As of now we have a State sponsorship from Canberra, however since i am in Oil and gas, supply chain i would like to know if its possible to get jobs in the same field over there? 

if not can i move to another state and request a pardon from Canberra?

is there any place in Dubai that can help me find a job from here in Australia?

please guy and girls and really need your advice on your experience with such cases.

thanks

Shanon Paul.


----------



## shanon (Jul 13, 2014)

Hi all, I really need your help with the above inquires.

Thanks


----------



## Nick81 (Aug 17, 2014)

shanon said:


> Hi all, I really need your help with the above inquires.
> 
> Thanks


Hey Shanon

I am in the same boat as you. I can't really help with your questions on Canberra as my PR isn't state-restricted. 
I'll be traveling with my family as well in early November to do our landing and planning to move there by end of 2015.
Cost of living in Dubai is just going through the roof and after almost 10 years here I think we're done with this place 

As for landing a job in Aus, almost everyone is telling me it's next to impossible to find one before moving there...


----------



## Mish (Jan 13, 2013)

Nick81 said:


> As for landing a job in Aus, almost everyone is telling me it's next to impossible to find one before moving there...
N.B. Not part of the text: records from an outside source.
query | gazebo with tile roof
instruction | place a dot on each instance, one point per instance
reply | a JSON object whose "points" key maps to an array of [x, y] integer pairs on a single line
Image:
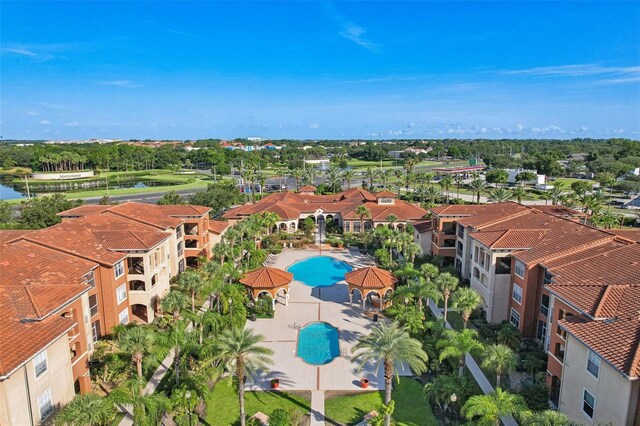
{"points": [[268, 280], [370, 280]]}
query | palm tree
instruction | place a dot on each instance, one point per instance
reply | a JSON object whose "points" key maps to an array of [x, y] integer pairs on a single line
{"points": [[334, 178], [445, 184], [555, 193], [446, 283], [347, 176], [466, 300], [547, 418], [191, 282], [519, 193], [136, 341], [239, 348], [490, 407], [174, 302], [87, 410], [458, 179], [501, 359], [147, 409], [362, 212], [456, 344], [390, 345], [478, 186], [500, 195]]}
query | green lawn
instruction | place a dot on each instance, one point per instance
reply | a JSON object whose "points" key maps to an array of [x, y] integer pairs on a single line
{"points": [[411, 408], [223, 407]]}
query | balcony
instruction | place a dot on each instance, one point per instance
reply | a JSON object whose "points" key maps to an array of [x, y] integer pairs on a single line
{"points": [[191, 229], [135, 265]]}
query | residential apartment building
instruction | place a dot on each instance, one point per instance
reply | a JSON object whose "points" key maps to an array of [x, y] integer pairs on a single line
{"points": [[63, 287], [571, 287], [294, 207]]}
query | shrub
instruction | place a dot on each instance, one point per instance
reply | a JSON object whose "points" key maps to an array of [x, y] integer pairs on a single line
{"points": [[279, 417]]}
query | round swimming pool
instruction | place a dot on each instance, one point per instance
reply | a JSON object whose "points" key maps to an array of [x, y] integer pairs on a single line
{"points": [[319, 271], [318, 343]]}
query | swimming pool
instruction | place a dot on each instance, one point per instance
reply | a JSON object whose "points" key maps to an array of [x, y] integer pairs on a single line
{"points": [[319, 271], [318, 343]]}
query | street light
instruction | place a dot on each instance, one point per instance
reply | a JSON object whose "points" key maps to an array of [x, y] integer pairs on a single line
{"points": [[187, 396]]}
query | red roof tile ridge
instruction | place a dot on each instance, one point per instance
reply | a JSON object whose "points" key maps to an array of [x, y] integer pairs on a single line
{"points": [[572, 250], [33, 302]]}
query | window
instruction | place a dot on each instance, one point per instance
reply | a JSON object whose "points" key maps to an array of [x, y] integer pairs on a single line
{"points": [[119, 269], [593, 364], [124, 316], [516, 294], [519, 271], [40, 363], [95, 331], [121, 293], [544, 305], [541, 335], [93, 305], [588, 404], [45, 403], [515, 318]]}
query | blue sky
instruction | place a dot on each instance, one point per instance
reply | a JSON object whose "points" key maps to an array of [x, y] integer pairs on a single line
{"points": [[319, 69]]}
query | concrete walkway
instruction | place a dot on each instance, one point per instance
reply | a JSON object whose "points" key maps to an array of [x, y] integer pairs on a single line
{"points": [[317, 408], [474, 368]]}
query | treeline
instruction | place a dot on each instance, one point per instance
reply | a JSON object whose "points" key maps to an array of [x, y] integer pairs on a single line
{"points": [[616, 156]]}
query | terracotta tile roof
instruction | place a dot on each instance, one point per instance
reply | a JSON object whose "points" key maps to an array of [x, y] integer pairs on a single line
{"points": [[631, 234], [423, 226], [218, 226], [386, 194], [615, 340], [307, 188], [97, 237], [266, 278], [510, 239], [35, 282], [370, 277], [12, 234]]}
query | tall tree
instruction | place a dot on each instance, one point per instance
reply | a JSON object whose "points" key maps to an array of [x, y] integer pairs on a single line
{"points": [[466, 300], [362, 212], [485, 410], [240, 349], [456, 344], [147, 409], [446, 283], [390, 345], [501, 359], [87, 410], [136, 341]]}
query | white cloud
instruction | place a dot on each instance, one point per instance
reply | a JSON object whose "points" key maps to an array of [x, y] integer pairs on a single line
{"points": [[119, 83], [351, 31]]}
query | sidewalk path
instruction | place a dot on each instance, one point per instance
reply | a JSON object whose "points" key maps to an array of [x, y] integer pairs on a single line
{"points": [[474, 369]]}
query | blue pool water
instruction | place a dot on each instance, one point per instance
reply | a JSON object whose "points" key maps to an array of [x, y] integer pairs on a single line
{"points": [[318, 343], [319, 271]]}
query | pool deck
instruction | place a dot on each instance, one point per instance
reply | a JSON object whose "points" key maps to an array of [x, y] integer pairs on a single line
{"points": [[307, 304]]}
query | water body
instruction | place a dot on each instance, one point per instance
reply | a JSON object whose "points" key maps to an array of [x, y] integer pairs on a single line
{"points": [[319, 271]]}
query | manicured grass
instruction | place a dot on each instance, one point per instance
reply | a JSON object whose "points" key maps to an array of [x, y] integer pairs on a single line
{"points": [[223, 407], [411, 409]]}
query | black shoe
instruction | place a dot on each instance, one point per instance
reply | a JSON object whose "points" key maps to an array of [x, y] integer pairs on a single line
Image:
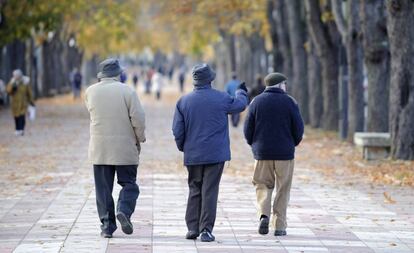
{"points": [[280, 232], [207, 236], [106, 235], [264, 225], [126, 224], [191, 235]]}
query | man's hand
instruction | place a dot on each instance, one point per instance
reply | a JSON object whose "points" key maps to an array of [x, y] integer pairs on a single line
{"points": [[242, 86]]}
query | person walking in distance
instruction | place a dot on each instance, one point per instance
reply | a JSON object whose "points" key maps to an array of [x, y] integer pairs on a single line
{"points": [[200, 128], [273, 128], [231, 88], [21, 96], [117, 129]]}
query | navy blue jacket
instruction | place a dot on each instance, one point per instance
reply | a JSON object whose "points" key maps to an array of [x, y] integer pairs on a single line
{"points": [[273, 126], [200, 125]]}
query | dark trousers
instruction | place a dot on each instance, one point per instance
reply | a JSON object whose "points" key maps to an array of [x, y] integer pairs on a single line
{"points": [[235, 118], [104, 183], [203, 183], [20, 122]]}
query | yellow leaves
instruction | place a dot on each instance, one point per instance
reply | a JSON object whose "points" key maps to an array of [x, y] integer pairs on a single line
{"points": [[388, 199], [197, 24]]}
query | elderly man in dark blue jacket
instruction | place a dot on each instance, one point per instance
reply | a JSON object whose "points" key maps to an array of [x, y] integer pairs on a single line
{"points": [[273, 128], [201, 131]]}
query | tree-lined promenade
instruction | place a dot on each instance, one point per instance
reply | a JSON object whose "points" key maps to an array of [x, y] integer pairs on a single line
{"points": [[225, 126], [348, 62], [48, 201]]}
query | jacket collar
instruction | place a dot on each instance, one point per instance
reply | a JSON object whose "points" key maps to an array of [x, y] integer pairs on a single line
{"points": [[274, 90], [110, 79], [202, 87]]}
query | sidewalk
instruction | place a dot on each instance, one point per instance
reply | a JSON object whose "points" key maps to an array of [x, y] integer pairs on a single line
{"points": [[47, 199]]}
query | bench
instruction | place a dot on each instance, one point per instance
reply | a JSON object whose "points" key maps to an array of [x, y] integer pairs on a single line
{"points": [[375, 146]]}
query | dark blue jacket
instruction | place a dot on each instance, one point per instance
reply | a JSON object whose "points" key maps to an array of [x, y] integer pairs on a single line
{"points": [[200, 124], [273, 126]]}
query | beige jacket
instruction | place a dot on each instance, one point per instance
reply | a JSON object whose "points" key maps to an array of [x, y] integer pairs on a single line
{"points": [[117, 125]]}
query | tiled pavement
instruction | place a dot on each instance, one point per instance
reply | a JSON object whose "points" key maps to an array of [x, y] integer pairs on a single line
{"points": [[47, 200]]}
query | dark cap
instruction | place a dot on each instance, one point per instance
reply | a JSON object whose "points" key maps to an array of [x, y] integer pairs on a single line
{"points": [[274, 78], [203, 74], [109, 68]]}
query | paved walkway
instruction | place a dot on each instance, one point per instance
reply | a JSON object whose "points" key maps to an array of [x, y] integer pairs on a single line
{"points": [[47, 200]]}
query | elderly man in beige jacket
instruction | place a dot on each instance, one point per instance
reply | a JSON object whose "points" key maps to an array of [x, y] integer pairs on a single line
{"points": [[117, 127]]}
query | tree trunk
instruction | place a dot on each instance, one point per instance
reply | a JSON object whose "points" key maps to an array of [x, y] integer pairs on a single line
{"points": [[325, 37], [377, 62], [350, 31], [297, 35], [280, 17], [315, 87], [90, 70], [401, 35], [355, 70], [277, 57], [245, 60]]}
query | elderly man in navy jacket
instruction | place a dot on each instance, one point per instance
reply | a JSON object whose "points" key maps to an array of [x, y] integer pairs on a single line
{"points": [[201, 131], [273, 128]]}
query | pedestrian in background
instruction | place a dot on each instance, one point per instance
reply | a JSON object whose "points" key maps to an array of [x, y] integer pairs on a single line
{"points": [[135, 80], [123, 78], [273, 128], [21, 96], [148, 81], [181, 78], [117, 129], [158, 83], [3, 93], [257, 89], [76, 83], [231, 88], [201, 131]]}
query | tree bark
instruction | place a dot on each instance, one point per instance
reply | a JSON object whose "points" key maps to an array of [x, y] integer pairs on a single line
{"points": [[325, 38], [315, 87], [280, 16], [377, 62], [401, 36], [223, 60], [297, 35], [277, 57], [350, 31]]}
That is correct. The unemployment rate in Australia is not good at the moment ... the highest it has been in 10 years or so. That is why almost impossible to get a job when you are not in oz because they have so many applicants to choose from that they don't have to wait to arrive in oz and can start ASAP.


----------



## shanon (Jul 13, 2014)

So whats your advice and what do you suggest i do when i arrive?? its a new place and i want to know how, when, where to start searching for jobs in my field "which is Supply Chain / logistics"... I am currently a Supply Chain Manager in a Oil and gas company in UAE, do you think i will be able to get something in the same line in Aus??

thanks in advance for you replies.


----------



## Mish (Jan 13, 2013)

Sorry am not familiar with your job field. You can try seek and see what is available in your field before you go to get a feel. Otherwise all you can do is apply for jobs or contact companies direct.


----------



## Mish (Jan 13, 2013)

I forgot to add I believe with state sponsorship you need to live in that state for 2 years. I would not think you could get a pardon because you got points for it - most don't have enough points so they get state sponsorship to qualify.

You may want to check with Mark in the Ask Mark thread. 

Canberra is a city so I am assuming you mean Canberra ACT and not Canberra QLD.


----------